Komisi Pemberantasan Korupsi (KPK) sebelumnya telah memberikan sejumlah rekomendasi kepada pemerintah mengenai celah pengawasan dalam program tersebut. Sementara itu, Indonesia Corruption Watch (ICW) juga mulai mengungkap dugaan markup dalam pelaksanaan MBG di sejumlah daerah.
Dalam Dialog Topik Berita Radio Silaturahim, Dr. Abdullah Hehamahua, S.H., M.M., menilai persoalan utama program MBG bukan hanya soal teknis pembagian makanan, melainkan lemahnya sistem pengawasan dan tindak lanjut terhadap rekomendasi pencegahan korupsi.
Abdullah Hehamahua merupakan mantan penasihat Komisi Pemberantasan Korupsi (KPK) periode 2005–2013. Ia dikenal aktif mengkritisi tata kelola pemerintahan, isu pemberantasan korupsi, hingga kebijakan publik.
Menurutnya, rekomendasi yang diberikan KPK saat ini belum memiliki kekuatan yang cukup untuk memaksa instansi menjalankannya.
“Masalahnya rekomendasi KPK itu sifatnya hanya rekomendasi. Mau dilaksanakan atau tidak, tergantung instansi terkait,” ujarnya.
Ia menjelaskan, dalam undang-undang KPK terdapat fungsi pencegahan korupsi, pengawasan, koordinasi, supervisi, hingga pengkajian sistem pengelolaan negara. Namun hasil pengkajian tersebut kerap berhenti sebatas masukan administratif.
Abdullah menilai kondisi ini membuat potensi penyimpangan sulit dicegah sejak awal.
Ia juga menyoroti sejumlah temuan di lapangan yang dinilai tidak sesuai dengan tujuan awal program. Salah satunya terkait distribusi makanan bergizi yang disebut tidak tepat sasaran.
“Ada yang dibagikan ke posyandu, padahal program ini sebenarnya untuk anak sekolah dari SD sampai SMP,” katanya.

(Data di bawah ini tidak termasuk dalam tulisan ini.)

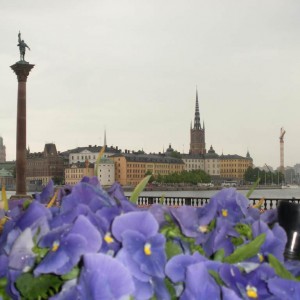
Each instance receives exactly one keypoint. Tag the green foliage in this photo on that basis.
(216, 277)
(246, 251)
(41, 287)
(219, 255)
(172, 249)
(72, 274)
(244, 230)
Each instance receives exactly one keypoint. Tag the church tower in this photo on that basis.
(197, 145)
(2, 151)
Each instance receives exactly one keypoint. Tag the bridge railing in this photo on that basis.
(144, 201)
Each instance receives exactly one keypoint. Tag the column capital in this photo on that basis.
(22, 70)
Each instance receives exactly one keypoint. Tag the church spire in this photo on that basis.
(197, 124)
(105, 144)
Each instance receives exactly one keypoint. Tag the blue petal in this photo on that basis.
(103, 277)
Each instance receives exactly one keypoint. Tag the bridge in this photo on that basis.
(145, 201)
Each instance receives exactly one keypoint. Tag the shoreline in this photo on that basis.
(163, 188)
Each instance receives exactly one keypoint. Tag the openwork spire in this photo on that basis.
(197, 124)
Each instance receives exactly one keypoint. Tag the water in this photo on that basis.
(258, 193)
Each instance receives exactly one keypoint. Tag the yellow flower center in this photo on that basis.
(108, 239)
(147, 249)
(203, 228)
(55, 246)
(251, 292)
(224, 212)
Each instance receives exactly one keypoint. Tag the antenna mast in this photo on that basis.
(282, 133)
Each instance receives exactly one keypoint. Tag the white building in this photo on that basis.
(106, 172)
(90, 153)
(212, 164)
(193, 162)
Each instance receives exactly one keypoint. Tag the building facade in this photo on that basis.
(130, 168)
(197, 133)
(233, 167)
(76, 171)
(2, 151)
(43, 166)
(193, 162)
(212, 164)
(80, 154)
(106, 172)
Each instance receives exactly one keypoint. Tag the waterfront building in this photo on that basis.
(80, 154)
(106, 171)
(197, 133)
(233, 167)
(76, 171)
(7, 178)
(209, 162)
(131, 168)
(2, 151)
(43, 166)
(193, 162)
(212, 164)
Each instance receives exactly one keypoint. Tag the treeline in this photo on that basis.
(188, 177)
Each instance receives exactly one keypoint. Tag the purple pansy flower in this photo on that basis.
(252, 285)
(193, 221)
(21, 256)
(103, 277)
(67, 245)
(275, 242)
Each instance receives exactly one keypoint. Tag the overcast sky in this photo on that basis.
(132, 67)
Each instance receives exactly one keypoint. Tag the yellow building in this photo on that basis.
(233, 167)
(131, 168)
(75, 172)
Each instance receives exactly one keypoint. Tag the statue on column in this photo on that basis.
(22, 47)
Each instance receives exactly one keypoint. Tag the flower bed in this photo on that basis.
(99, 245)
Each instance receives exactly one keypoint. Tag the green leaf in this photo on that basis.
(171, 288)
(216, 277)
(253, 188)
(172, 249)
(139, 188)
(280, 270)
(72, 274)
(244, 230)
(246, 251)
(211, 225)
(219, 255)
(41, 287)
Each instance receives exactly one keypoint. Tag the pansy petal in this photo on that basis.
(103, 277)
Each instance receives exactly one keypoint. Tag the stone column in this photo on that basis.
(22, 70)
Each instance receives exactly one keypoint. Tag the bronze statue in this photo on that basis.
(22, 47)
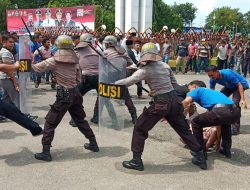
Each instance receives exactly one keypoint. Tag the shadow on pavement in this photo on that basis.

Menurutnya, persoalan tersebut muncul karena program MBG tidak dibangun melalui perencanaan matang dan kajian sosial yang mendalam.

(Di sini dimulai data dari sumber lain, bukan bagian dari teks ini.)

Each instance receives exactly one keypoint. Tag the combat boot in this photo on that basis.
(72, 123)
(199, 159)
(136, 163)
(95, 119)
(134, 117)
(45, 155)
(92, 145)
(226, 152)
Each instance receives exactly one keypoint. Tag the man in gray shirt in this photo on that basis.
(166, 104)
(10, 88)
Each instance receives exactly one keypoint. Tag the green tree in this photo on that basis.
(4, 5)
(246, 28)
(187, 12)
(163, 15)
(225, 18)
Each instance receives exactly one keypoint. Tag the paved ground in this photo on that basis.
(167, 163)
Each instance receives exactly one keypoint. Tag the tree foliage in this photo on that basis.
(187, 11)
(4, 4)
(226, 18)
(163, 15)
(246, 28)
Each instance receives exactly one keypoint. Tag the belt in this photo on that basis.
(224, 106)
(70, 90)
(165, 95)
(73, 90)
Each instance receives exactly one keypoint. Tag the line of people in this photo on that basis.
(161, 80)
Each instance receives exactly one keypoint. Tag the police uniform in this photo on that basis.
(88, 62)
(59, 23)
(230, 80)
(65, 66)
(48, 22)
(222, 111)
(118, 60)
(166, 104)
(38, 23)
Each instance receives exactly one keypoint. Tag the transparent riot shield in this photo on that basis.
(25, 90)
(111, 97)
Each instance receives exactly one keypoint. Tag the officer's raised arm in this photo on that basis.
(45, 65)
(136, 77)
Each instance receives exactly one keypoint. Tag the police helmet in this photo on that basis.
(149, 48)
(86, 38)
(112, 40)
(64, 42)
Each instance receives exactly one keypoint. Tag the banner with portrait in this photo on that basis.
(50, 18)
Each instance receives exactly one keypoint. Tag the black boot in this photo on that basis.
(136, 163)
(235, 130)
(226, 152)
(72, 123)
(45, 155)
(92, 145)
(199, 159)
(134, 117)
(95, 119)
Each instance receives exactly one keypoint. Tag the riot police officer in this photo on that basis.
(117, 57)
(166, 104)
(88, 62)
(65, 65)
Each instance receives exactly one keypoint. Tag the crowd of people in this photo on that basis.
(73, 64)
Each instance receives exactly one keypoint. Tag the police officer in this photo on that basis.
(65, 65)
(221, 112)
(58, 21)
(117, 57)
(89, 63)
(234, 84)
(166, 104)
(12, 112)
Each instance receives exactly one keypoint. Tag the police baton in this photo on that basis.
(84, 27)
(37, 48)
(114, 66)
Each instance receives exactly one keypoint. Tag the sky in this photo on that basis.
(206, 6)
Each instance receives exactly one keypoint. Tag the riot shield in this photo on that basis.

“Kalau diagnosis masalahnya salah, maka solusi yang diberikan juga bisa salah,” tuturnya.
Dalam dialog itu, Abdullah Hehamahua juga menyinggung soal data kemiskinan di Indonesia. Ia membandingkan standar pemerintah dengan standar World Bank yang menggunakan ukuran berbeda dalam menentukan kategori masyarakat miskin.

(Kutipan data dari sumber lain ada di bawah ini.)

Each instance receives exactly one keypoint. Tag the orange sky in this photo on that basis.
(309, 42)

Akibat perbedaan standar tersebut, menurutnya banyak persoalan sosial tidak terbaca secara utuh sehingga kebijakan yang dibuat kerap tidak tepat sasaran.
Belakangan, program MBG juga menghadapi berbagai kritik setelah muncul laporan dugaan keracunan makanan di sejumlah daerah.
Karena itu, Abdullah meminta pemerintah terbuka terhadap kritik maupun rekomendasi dari lembaga pengawas.
“Ini bukan soal gengsi. Yang paling penting bagaimana uang negara benar-benar dipakai untuk kepentingan rakyat,” pungkasnya.